Unfolding on my screen this night is the story of Erik Kernan Jr. (Josh Hartnett), a struggling Denver sports reporter living in the shadow of his deceased legendary sports broadcasting father.  While striving to forge a career, Erik also seeks to build a relationship with his son, who he shares custody of with his ex-wife.  One night after covering a boxing match, Erik stumbles upon an opportunity in the form of Battling Bob Satterfield (Samuel L. Jackson), a now homeless, former professional boxer.  Sensing a potential story, our eager reporter begins not only an investigation, but a friendship with the poor pugilist.  As the relationship between the two men grows, we learn of their individual battles as fighter and writer, and as father and son.

So intrigued by the story, I pick up my phone and begin to research.  Resurrecting the Champ is based upon an L.A. Times Magazine article by J. R. Moehringer.  Finding the article, I pause the film and dive in.  I find myself deplopped from the couch and now walking about my home as I read the tale of two men who are no longer just characters in a movie.  I suddenly reach a point in the article that causes me to stop and look around my home as if to see if someone is watching me.  Our intrepid reporter did not meet the beleaguered boxer on the streets of Denver as depicted in the film.  Our champ was found on the streets of Santa Ana, California, mere city blocks from where my own father grew up.  That was one of many ironic elements I would find within this story, as I too had an absent father for much of my life.  The irony has me standing alone in my home, not watching the movie, not reading the article, but reflecting on my relationship with my father, and ultimately, mentally resurrecting my champ.  Standing there having the type of reaction one hopes to experience when being engulfed by well-written or well-spoken word.   Pondering my own relationships, I finish the article, and replop into the movie.

With a screenplay by Michael Bortman and Allison Burnett, director Rod Lurie does a fine job of weaving intricate father-son relationships for us to examine.  Unfortunately, with this tale including the burgeoning relationship between Erik and the Champ, along with their fathers and sons, and the other parental figures in the film, there simply may not be enough rounds in this fight for us to truly appreciate all the action in the ring.  We’re left wanting more which is generally a good thing, but sometimes it’s because some of the storylines seem incomplete.

One of the other parental figures is Erik's boss, portrayed with subtle brilliance by Alan Alda.  It’s always challenging to not see Hawkeye in the work of Alda, but it’s a welcome addition here.
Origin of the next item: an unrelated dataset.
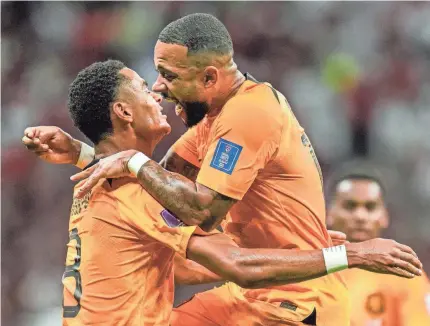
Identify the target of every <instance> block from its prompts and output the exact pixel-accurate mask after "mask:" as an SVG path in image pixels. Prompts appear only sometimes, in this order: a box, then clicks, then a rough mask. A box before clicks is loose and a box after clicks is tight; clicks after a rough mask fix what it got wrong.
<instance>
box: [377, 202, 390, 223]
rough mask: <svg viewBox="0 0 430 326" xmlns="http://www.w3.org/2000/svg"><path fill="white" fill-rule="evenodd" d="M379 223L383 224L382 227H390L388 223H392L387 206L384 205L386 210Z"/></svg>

All the performances in Resurrecting the Champ are solid with that of Jackson standing out as he becomes everything we would expect to find in a former boxer.

Recommendation: I jumped at the chance to get the Blu-ray when it hit store shelves on June 25 and so should you. There is bonus material on the new release, but it’s all quite brief. It would have been nice to see more about how the movie was made and what led to the choices the screenwriters made.

See the movie before you read the article as the movie takes quite a bit of creative license.  Reading the article after seeing the movie allows you to clearly see Jackson as you enjoy every word.

This is more than a story about a reporter and a fighter.  This is the story of the fight many of us face to accept who we are and who we think we should be in the eyes of our father and our sons.  This is the story of the shortcuts we are willing to take.  Though the shortcut makes the road rougher, it can lead us to become far more than we thought we could be.